A la recherche de l'Empire perdu

C'est ici que les artistes (en herbe ou confirmés) peuvent présenter leurs compositions personnelles : images, musiques, figurines, etc.
Avatar du membre
Akaroizis
Grand Condor
Grand Condor
Messages : 1456
Enregistré le : 24 sept. 2016, 12:25
Localisation : A bord de l'Esperanza, voguant aux cotés de Mendoza. Ou bien à Cachan, c'est bien aussi.
Genre :
Âge : 18
Contact :
Statut : Hors ligne

Re: A la recherche de l'Empire perdu

Message par Akaroizis »

Finalement, Isabella revient ! Un personnage du genre, ça se mêle aux affaires !
J'adore, on voit l'origine de la Nef, les premières découvertes de la Pyramide de Mu...
Un développement sur les possibilités d'une seconde Pyramide ? Une Muenne découverte et une Atlante à découvrir ?
Vu qu'il y a deux bouts de pyramide dans la série, pourquoi ne pas en avoir une seconde (surtout avec le trailer de la S4 qui en présage une seconde).
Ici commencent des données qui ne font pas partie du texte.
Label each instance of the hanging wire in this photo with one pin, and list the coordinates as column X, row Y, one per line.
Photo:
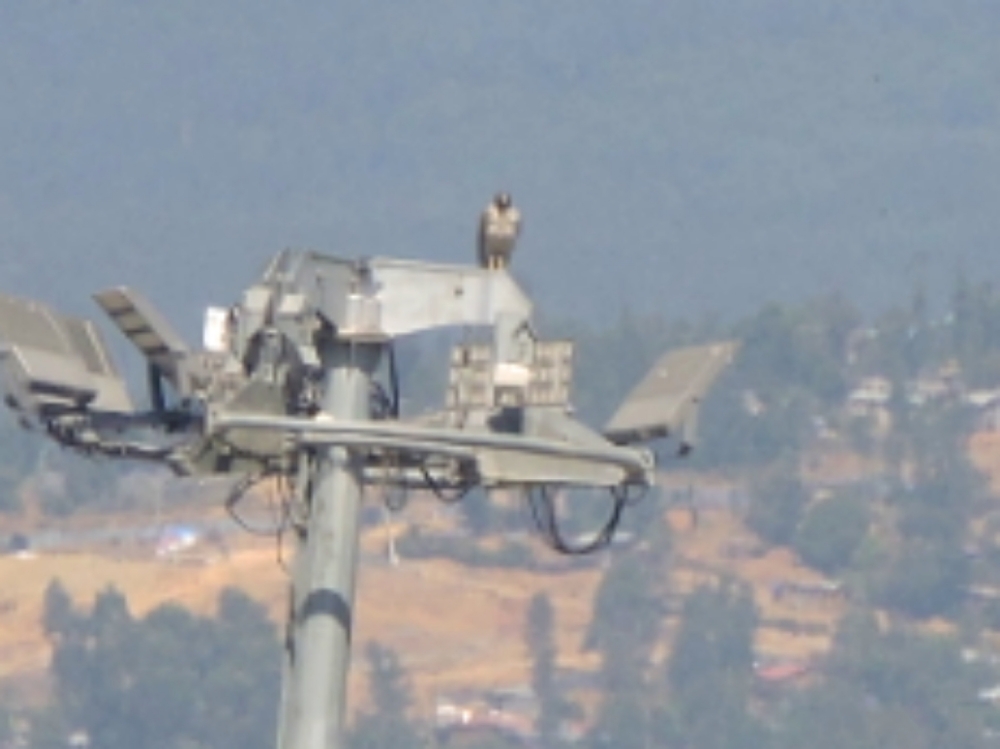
column 545, row 514
column 449, row 498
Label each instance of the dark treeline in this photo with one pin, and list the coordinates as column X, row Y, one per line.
column 913, row 539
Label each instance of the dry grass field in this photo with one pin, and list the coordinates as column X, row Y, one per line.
column 456, row 627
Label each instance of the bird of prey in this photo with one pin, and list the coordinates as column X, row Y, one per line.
column 499, row 227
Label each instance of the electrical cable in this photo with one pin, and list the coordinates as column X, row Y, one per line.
column 440, row 492
column 545, row 516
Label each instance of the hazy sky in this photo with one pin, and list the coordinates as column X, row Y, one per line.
column 684, row 157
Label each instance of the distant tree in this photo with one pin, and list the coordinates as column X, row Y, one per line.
column 926, row 578
column 831, row 532
column 386, row 725
column 539, row 635
column 709, row 673
column 170, row 679
column 58, row 618
column 889, row 688
column 624, row 629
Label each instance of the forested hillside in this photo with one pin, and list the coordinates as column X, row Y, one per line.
column 681, row 157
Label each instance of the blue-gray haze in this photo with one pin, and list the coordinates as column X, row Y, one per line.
column 678, row 156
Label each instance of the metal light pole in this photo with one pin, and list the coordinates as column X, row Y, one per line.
column 323, row 588
column 283, row 388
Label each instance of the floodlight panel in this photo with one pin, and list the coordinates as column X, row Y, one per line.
column 27, row 323
column 471, row 378
column 145, row 327
column 669, row 392
column 52, row 361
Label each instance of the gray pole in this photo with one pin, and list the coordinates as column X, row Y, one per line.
column 325, row 568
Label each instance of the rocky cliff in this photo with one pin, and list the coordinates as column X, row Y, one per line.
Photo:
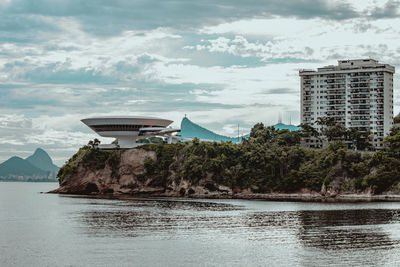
column 129, row 177
column 134, row 172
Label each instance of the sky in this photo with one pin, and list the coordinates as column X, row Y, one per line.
column 222, row 63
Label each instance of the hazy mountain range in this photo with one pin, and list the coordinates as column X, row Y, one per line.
column 37, row 167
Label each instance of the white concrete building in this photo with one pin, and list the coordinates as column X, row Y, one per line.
column 127, row 130
column 359, row 93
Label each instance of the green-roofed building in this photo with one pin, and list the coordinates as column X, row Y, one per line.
column 191, row 130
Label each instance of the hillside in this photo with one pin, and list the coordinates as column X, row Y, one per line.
column 270, row 165
column 19, row 166
column 42, row 160
column 37, row 167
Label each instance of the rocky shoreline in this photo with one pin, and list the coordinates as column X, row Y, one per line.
column 126, row 178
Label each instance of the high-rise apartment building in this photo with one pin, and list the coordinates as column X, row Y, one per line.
column 358, row 93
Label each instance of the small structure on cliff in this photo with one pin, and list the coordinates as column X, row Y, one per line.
column 128, row 130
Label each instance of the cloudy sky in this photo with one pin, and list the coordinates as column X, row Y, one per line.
column 222, row 63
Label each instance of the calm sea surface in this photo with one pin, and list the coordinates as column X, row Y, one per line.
column 53, row 230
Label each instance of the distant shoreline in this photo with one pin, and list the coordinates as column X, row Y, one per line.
column 26, row 181
column 285, row 197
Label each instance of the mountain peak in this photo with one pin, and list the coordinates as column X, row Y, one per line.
column 42, row 160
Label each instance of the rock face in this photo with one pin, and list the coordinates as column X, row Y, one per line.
column 131, row 179
column 123, row 172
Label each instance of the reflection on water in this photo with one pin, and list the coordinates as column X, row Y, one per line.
column 323, row 229
column 347, row 229
column 53, row 230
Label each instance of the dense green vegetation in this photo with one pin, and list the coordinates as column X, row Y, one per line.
column 92, row 158
column 269, row 160
column 272, row 160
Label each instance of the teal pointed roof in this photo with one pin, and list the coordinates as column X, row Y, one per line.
column 192, row 130
column 282, row 126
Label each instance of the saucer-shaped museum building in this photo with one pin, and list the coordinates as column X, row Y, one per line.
column 127, row 130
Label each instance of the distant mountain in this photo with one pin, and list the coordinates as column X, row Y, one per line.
column 37, row 167
column 42, row 160
column 18, row 166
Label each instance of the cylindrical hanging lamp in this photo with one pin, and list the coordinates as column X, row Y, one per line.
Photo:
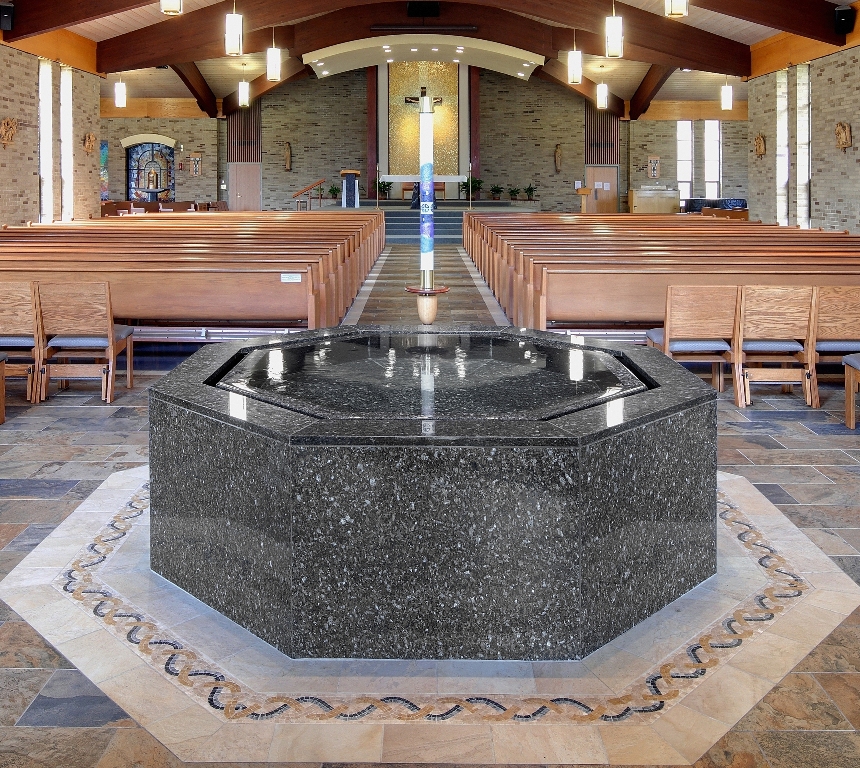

Bref, on adore et on adhère, met des mois si tu veux mais le résultat est très satisfaisant ! :)
Le présent, le plus important des temps. Profitons-en !

Saison 1 : 18.5/20
Saison 2 : 09/20
Saison 3 : 13.5/20


Ma présentation : viewtopic.php?f=7&t=80&p=75462#p75462

Avatar du membre
Xia
Grand Condor
Grand Condor
Messages : 1600
Enregistré le : 03 déc. 2016, 14:53
Localisation : Quelque part dans l'Univers avec Athanaos et Mendoza
Genre :
Âge : 27
Statut : Hors ligne

Re: A la recherche de l'Empire perdu

Message par Xia »

:lol: Merci Akar !
La terre n’appartient pas à l’homme, c’est l’homme qui appartient à la terre (proverbe amérindien)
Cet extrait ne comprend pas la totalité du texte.